- Valtonera Location within Greece
- Coordinates: 40°37′59″N 21°34′59″E﻿ / ﻿40.63306°N 21.58306°E
- Country: Greece
- Administrative region: West Macedonia
- Regional unit: Florina
- Municipality: Amyntaio
- Municipal unit: Aetos
- Elevation: 600 m (2,000 ft)

Population (2021)
- • Community: 172
- Time zone: UTC+2 (EET)
- • Summer (DST): UTC+3 (EEST)
- Postal code: 530 75
- Area code: 23860

= Valtonera =

Valtonera (Βαλτόνερα; before 1928: Κάτω Νεβόλιανη – Kato Nevoliani) is a small village in the region of Florina, northern Greece. According to the 2021 Greek census the village had 172 inhabitants. The village is located in the small plain of the municipality of Amyntaio.

== Demographics ==
The 1920 Greek census recorded 171 people in the village, and 171 inhabitants (33 families) were Muslim in 1923. Following the Greek–Turkish population exchange, Greek refugee families in Kato Nevoliani were from the Caucasus (54) in 1926. The 1928 Greek census recorded 219 village inhabitants. In 1928, the refugee families numbered 54 (168 people).

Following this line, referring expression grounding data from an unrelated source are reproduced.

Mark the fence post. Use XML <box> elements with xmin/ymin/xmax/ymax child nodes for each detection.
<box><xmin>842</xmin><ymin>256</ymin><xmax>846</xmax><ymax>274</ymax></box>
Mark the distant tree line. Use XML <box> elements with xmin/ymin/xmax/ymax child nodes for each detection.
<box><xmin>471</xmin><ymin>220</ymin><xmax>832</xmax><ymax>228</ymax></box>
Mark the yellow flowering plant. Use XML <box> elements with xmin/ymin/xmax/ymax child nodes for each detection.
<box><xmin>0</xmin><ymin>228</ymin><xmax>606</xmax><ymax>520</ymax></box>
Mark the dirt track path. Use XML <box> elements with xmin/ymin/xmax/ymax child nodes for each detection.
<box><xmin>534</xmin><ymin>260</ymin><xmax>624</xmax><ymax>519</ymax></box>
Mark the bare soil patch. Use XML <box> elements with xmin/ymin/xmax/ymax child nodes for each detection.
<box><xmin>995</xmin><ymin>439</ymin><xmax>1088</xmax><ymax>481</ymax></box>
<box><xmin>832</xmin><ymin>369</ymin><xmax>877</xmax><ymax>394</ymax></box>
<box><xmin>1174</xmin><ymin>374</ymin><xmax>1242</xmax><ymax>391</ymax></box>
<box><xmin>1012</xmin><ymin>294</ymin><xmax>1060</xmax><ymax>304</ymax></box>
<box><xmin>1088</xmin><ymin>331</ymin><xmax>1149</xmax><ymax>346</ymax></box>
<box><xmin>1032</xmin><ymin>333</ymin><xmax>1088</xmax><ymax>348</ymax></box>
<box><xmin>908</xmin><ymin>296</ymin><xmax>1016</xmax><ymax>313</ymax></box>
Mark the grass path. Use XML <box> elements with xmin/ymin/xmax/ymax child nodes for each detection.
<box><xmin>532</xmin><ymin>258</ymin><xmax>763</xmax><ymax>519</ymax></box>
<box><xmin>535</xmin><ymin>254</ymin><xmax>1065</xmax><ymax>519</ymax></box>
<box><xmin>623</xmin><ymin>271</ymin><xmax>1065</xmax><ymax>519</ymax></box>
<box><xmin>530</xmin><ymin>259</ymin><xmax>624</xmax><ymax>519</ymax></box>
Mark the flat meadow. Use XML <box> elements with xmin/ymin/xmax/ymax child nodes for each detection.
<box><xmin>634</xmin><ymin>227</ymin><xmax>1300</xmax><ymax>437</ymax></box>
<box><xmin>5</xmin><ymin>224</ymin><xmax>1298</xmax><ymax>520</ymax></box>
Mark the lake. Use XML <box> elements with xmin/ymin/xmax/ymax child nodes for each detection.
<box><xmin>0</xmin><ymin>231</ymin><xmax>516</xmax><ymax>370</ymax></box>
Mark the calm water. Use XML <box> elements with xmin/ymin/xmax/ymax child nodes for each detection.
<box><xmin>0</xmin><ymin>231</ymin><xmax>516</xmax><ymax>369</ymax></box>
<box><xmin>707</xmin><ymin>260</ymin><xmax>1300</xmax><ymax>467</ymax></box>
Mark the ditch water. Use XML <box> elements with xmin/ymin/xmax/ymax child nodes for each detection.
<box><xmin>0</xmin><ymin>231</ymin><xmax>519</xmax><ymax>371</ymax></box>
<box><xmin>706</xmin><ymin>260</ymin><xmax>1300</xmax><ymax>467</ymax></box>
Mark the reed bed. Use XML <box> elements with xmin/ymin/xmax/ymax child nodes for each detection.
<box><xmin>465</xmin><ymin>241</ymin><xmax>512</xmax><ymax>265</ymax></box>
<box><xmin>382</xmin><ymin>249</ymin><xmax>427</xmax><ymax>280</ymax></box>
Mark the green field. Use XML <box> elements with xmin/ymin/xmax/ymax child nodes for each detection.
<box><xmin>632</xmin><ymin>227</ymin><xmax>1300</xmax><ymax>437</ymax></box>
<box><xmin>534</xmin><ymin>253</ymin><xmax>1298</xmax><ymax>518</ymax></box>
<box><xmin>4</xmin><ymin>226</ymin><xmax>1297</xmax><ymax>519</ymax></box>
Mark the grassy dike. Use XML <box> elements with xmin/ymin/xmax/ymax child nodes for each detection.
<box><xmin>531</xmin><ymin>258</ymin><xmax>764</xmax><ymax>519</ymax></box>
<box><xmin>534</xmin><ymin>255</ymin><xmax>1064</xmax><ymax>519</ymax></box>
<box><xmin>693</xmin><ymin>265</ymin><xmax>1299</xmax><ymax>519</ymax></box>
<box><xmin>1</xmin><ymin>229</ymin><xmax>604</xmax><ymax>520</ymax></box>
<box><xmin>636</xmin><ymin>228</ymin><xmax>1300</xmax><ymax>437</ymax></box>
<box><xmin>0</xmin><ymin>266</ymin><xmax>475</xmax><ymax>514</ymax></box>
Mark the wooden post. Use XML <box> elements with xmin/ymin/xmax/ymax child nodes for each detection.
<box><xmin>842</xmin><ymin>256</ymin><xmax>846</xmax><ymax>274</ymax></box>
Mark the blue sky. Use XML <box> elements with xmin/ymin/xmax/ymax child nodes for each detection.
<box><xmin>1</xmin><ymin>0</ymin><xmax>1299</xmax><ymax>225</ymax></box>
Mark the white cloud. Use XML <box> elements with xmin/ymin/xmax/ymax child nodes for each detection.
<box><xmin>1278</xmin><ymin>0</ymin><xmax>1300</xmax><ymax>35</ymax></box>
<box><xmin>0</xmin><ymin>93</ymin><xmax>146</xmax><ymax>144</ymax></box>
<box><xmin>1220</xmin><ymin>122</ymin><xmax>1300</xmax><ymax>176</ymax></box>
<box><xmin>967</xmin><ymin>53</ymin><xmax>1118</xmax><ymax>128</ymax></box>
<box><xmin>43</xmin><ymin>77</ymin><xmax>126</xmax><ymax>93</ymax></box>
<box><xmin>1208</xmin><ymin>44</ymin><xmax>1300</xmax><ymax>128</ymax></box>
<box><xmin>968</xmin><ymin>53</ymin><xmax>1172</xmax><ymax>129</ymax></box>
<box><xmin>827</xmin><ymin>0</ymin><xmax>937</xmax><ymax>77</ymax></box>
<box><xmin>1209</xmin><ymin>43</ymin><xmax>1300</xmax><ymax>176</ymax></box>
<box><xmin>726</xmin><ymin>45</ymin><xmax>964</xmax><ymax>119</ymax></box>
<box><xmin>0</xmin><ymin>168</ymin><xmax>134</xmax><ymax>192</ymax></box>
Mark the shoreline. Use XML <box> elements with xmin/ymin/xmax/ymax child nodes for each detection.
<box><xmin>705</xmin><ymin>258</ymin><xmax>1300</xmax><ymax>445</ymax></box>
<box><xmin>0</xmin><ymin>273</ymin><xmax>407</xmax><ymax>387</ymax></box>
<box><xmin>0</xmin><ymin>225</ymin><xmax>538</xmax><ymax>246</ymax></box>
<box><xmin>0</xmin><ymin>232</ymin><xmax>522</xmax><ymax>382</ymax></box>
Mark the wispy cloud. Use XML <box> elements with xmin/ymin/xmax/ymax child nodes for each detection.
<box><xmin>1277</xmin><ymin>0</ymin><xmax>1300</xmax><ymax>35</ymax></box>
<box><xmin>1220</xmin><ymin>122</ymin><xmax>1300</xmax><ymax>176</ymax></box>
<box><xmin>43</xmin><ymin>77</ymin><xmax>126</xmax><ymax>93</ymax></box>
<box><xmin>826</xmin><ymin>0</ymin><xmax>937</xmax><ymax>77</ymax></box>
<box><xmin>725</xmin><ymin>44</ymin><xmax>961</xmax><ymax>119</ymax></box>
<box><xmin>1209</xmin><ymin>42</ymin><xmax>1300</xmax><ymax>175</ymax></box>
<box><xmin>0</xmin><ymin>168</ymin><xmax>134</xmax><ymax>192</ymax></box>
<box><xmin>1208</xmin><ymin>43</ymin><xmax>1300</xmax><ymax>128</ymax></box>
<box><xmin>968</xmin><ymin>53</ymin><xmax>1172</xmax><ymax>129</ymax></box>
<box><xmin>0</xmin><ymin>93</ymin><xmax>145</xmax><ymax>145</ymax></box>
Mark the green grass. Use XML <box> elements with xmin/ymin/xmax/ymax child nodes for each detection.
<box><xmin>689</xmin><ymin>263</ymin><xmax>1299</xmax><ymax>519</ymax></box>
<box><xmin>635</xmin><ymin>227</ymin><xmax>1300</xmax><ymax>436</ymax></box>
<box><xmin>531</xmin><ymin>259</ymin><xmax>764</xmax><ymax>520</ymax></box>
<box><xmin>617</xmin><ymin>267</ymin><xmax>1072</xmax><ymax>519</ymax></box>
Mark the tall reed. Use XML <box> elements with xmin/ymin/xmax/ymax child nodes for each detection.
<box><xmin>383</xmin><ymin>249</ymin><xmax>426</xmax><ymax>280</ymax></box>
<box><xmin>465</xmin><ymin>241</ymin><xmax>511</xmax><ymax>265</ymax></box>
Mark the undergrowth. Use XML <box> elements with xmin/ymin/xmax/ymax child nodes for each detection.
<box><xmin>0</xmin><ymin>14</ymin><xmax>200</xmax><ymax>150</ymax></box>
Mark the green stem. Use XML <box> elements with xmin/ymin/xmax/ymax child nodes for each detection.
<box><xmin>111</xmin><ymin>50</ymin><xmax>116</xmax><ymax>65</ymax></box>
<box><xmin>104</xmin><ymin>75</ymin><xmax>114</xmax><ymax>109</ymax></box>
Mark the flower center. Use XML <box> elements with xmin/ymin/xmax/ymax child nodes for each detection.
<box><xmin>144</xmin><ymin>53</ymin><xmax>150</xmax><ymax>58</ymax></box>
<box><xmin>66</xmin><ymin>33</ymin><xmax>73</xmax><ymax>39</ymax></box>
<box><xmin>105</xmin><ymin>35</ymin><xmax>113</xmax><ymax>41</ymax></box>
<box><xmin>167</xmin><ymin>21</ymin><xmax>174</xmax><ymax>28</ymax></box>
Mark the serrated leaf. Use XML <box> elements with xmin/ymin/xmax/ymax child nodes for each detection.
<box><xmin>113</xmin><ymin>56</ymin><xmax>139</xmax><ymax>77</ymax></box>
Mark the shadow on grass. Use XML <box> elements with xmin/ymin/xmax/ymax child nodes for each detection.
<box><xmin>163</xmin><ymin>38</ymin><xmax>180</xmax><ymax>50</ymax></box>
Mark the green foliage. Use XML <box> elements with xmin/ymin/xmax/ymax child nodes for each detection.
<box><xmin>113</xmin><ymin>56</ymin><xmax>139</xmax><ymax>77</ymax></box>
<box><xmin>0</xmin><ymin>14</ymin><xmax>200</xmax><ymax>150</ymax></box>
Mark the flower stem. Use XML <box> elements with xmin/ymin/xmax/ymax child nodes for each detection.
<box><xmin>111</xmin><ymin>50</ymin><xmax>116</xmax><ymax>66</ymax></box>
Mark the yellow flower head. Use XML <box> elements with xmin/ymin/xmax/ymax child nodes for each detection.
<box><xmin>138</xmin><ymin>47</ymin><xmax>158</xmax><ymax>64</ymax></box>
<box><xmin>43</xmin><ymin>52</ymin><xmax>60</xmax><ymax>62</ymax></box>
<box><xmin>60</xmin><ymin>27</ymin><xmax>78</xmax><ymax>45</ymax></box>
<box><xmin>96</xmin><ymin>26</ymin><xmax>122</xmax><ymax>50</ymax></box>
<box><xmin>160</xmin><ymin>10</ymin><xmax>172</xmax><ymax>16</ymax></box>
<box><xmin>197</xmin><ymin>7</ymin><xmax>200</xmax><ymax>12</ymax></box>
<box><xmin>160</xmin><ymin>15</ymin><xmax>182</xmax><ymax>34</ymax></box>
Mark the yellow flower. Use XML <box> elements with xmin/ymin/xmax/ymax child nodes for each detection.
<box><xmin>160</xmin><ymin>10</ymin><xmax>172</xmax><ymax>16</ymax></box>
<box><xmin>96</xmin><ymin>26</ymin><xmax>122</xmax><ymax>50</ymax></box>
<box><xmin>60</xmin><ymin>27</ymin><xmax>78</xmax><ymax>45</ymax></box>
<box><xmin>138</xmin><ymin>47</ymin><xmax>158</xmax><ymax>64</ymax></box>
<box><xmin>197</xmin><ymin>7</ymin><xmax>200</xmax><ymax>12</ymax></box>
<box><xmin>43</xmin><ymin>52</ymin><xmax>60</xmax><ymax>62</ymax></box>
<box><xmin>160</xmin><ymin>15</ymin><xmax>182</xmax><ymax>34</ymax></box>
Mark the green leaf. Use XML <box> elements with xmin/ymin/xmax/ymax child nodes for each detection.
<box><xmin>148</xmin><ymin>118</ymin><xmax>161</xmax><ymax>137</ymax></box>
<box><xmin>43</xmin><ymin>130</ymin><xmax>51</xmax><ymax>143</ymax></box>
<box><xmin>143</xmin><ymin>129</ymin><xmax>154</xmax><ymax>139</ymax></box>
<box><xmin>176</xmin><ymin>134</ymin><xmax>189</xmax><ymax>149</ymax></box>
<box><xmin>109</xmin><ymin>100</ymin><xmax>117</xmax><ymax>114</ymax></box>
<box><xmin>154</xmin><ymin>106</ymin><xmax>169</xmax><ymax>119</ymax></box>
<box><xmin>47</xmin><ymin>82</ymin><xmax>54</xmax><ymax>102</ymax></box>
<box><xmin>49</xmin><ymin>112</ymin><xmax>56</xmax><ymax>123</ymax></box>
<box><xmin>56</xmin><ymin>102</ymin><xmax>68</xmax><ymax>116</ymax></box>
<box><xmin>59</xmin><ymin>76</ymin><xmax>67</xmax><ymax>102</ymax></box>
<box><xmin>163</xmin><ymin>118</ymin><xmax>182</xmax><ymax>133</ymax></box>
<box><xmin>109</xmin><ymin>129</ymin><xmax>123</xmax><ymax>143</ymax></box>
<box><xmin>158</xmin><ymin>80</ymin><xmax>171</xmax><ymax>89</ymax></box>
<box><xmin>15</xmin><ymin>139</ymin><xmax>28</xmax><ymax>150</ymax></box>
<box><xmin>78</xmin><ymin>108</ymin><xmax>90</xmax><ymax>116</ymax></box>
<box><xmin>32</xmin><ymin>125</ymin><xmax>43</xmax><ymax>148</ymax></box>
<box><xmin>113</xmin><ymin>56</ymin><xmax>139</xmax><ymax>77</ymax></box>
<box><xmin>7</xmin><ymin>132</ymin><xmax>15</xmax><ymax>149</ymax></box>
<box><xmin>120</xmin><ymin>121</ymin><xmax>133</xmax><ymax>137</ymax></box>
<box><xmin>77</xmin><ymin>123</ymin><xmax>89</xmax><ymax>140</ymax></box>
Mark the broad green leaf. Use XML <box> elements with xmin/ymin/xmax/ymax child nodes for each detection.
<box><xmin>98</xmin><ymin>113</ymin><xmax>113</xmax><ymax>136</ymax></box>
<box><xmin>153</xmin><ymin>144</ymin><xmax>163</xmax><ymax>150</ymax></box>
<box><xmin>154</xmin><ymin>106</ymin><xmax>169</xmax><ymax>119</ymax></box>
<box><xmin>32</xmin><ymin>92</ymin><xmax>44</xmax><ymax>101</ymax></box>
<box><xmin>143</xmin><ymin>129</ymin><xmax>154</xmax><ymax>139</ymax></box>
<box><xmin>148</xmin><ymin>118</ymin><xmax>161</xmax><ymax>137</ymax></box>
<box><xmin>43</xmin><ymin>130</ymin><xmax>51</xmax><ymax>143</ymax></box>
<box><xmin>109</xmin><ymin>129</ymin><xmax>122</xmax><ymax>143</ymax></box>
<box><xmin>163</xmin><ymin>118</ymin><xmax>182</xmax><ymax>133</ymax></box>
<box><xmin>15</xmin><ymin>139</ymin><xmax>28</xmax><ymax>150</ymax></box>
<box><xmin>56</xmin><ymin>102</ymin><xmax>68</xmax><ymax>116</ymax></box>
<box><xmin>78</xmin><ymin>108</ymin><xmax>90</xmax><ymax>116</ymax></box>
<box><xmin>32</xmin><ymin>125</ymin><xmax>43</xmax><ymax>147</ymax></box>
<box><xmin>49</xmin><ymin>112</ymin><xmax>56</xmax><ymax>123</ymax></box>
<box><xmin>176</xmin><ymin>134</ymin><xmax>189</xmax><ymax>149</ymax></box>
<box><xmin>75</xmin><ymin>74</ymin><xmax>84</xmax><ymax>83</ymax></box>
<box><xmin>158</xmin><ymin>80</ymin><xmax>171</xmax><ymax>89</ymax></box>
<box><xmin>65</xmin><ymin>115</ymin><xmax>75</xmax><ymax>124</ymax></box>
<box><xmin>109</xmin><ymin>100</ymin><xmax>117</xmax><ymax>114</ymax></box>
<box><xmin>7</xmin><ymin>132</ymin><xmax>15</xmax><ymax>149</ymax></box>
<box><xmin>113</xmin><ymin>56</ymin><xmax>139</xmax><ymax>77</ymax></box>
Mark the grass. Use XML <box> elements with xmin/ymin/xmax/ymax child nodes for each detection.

Valtonera had 358 inhabitants in 1981. In fieldwork done by anthropologist Riki Van Boeschoten in late 1993, Valtonera was populated by a Greek population descended from Anatolian Greek refugees who arrived during the population exchange, Slavophones and Aromanians. Pontic Greek was spoken in the village by people over 30 in public and private settings. Children understood the language, but mostly did not use it.

==Culture==
The Association «Proodos» (Progress) was founded by the residents of the village in 1981, while the sports club «Thyella» (Storm) is based in the village. The church of the village which holds an annual festival on 21 May is dedicated to Saints Constantine and Helena.

In 2003 Dimitra Koutsouridou of Valtonera entered the Guinness World Records, gathering a total of 8,514 pencil sharpeners, which are located and exhibited at the Elementary School of the village.